Some of these products are fairly advanced as they build on decades of experience in data management and are backed by huge financial and other resources of legacy vendors. The old guard can thus innovate on Hadoop platform quite fast. Hadoop was not initially built for BI or corporate data management. Relatively inexperienced ( at least in enterprise database management software development arena ) dedicated Hadoop vendors like Cloudera are tiptoeing around basic DBMS concepts and rediscovering tricks that legacy vendors mastered over decades of experience. 

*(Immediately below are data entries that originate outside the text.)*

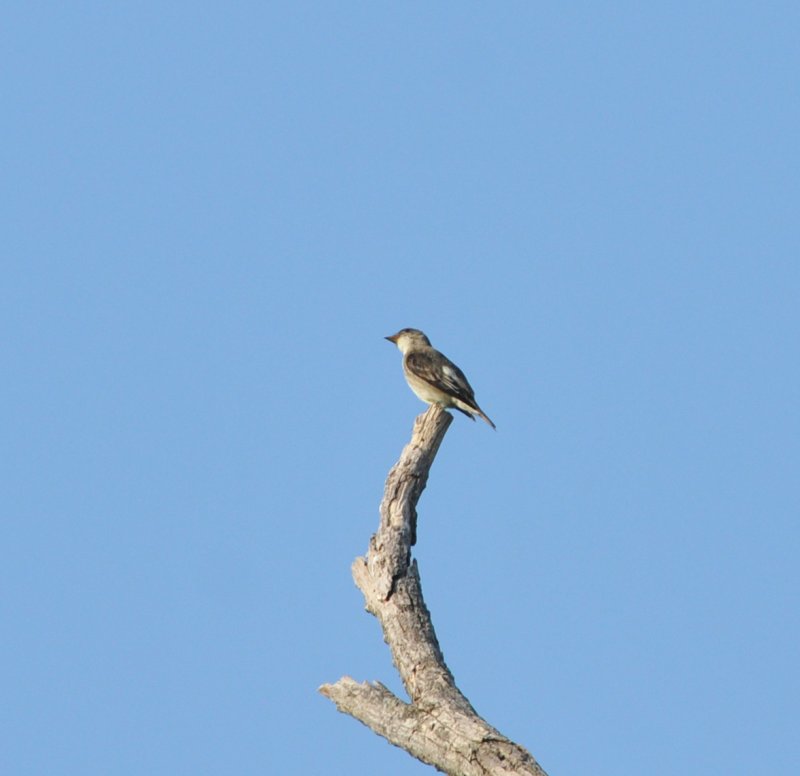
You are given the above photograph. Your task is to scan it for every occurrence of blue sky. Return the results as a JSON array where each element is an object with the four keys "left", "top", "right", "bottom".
[{"left": 0, "top": 2, "right": 800, "bottom": 776}]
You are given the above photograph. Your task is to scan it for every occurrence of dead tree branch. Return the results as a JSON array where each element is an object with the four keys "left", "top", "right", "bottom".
[{"left": 319, "top": 405, "right": 546, "bottom": 776}]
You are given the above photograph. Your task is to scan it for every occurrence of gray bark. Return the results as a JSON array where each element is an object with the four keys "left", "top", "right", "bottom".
[{"left": 319, "top": 405, "right": 546, "bottom": 776}]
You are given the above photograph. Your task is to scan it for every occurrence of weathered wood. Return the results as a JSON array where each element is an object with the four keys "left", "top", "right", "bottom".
[{"left": 319, "top": 405, "right": 546, "bottom": 776}]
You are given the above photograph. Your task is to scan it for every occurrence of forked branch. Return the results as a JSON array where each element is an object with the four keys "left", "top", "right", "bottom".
[{"left": 319, "top": 405, "right": 546, "bottom": 776}]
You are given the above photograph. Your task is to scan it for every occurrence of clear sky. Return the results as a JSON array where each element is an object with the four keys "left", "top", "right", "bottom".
[{"left": 0, "top": 2, "right": 800, "bottom": 776}]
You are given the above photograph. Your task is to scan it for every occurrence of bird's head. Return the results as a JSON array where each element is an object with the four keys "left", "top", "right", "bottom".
[{"left": 386, "top": 329, "right": 431, "bottom": 353}]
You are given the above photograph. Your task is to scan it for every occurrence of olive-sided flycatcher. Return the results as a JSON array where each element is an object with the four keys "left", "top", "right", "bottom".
[{"left": 386, "top": 329, "right": 496, "bottom": 428}]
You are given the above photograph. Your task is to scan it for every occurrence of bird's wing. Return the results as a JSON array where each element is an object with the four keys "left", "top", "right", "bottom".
[{"left": 406, "top": 350, "right": 477, "bottom": 407}]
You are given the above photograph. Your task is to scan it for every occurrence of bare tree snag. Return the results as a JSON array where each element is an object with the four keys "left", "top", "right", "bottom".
[{"left": 319, "top": 405, "right": 546, "bottom": 776}]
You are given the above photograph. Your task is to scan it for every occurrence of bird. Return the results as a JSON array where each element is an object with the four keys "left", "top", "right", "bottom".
[{"left": 384, "top": 329, "right": 497, "bottom": 429}]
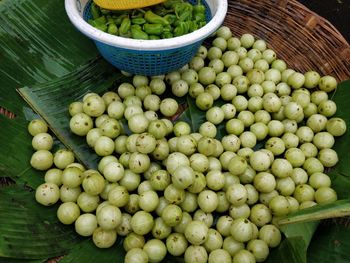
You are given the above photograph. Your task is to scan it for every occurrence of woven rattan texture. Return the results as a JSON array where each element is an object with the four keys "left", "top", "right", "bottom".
[
  {"left": 225, "top": 0, "right": 350, "bottom": 81},
  {"left": 0, "top": 0, "right": 350, "bottom": 118}
]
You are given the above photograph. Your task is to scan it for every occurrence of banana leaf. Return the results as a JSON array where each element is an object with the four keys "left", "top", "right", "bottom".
[
  {"left": 278, "top": 199, "right": 350, "bottom": 225},
  {"left": 0, "top": 0, "right": 98, "bottom": 115},
  {"left": 329, "top": 80, "right": 350, "bottom": 199},
  {"left": 60, "top": 237, "right": 125, "bottom": 263},
  {"left": 0, "top": 186, "right": 81, "bottom": 262},
  {"left": 307, "top": 223, "right": 350, "bottom": 263}
]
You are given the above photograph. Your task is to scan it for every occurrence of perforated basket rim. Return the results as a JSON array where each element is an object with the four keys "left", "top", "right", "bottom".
[{"left": 65, "top": 0, "right": 228, "bottom": 51}]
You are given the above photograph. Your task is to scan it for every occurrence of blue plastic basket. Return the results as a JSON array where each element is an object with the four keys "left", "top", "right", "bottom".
[{"left": 66, "top": 0, "right": 227, "bottom": 76}]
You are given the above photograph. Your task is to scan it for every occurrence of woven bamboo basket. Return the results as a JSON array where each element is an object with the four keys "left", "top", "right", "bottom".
[{"left": 0, "top": 0, "right": 350, "bottom": 263}]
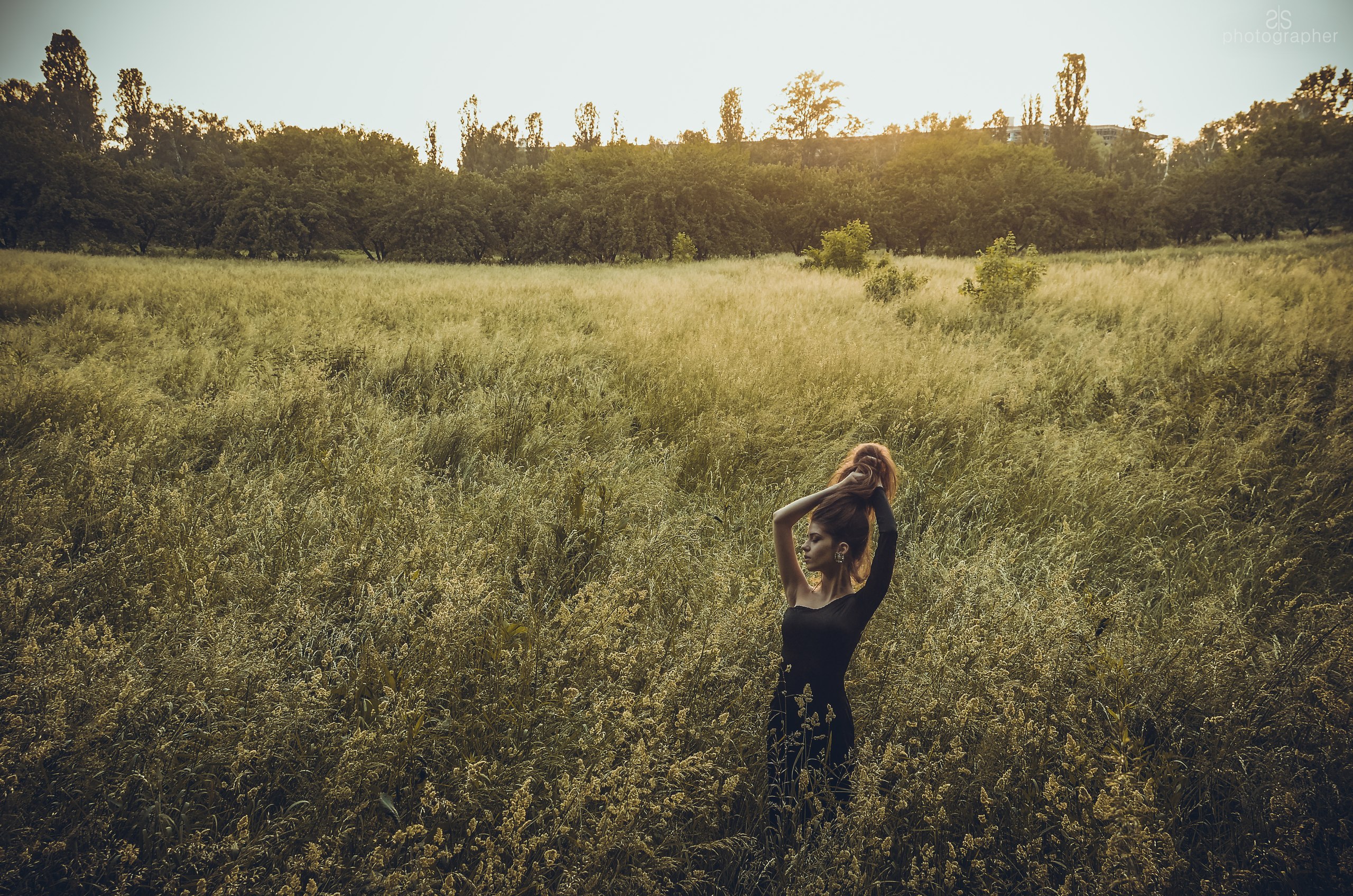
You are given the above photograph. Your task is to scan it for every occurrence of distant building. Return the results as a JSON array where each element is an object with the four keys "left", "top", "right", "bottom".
[{"left": 1001, "top": 125, "right": 1166, "bottom": 146}]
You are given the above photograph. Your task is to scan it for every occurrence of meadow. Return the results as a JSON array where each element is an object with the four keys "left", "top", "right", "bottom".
[{"left": 0, "top": 236, "right": 1353, "bottom": 896}]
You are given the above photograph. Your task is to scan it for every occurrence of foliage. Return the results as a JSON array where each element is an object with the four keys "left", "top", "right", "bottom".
[
  {"left": 0, "top": 235, "right": 1353, "bottom": 896},
  {"left": 1049, "top": 53, "right": 1093, "bottom": 171},
  {"left": 865, "top": 258, "right": 930, "bottom": 302},
  {"left": 0, "top": 32, "right": 1353, "bottom": 264},
  {"left": 671, "top": 233, "right": 696, "bottom": 261},
  {"left": 958, "top": 233, "right": 1047, "bottom": 311},
  {"left": 770, "top": 70, "right": 865, "bottom": 139},
  {"left": 573, "top": 103, "right": 601, "bottom": 150},
  {"left": 718, "top": 87, "right": 747, "bottom": 146},
  {"left": 802, "top": 219, "right": 874, "bottom": 274}
]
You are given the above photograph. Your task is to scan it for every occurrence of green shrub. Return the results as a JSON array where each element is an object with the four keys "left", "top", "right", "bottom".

Not surprisingly, Teradata was one of the first vendors to release such federated query solution ( first called SQL-H, now it is QueryGrid )  - probably because potential Hadoop squeeze is felt the strongest in their high end, very large data warehouses niche, which also happens to be Hadoop's entry point into DBMS market. 
Hadoop and Big Data are new approaches to building completely new analytic infrastructure and develop whole new class of applications based on nearly infinite scalability and near zero storage prices. While we can borrow some concepts and technologies from the old world, Big Data folks are also experimenting with newish concepts like schema-on-read that will redefine how we deal with all aspects of analytics pipeline.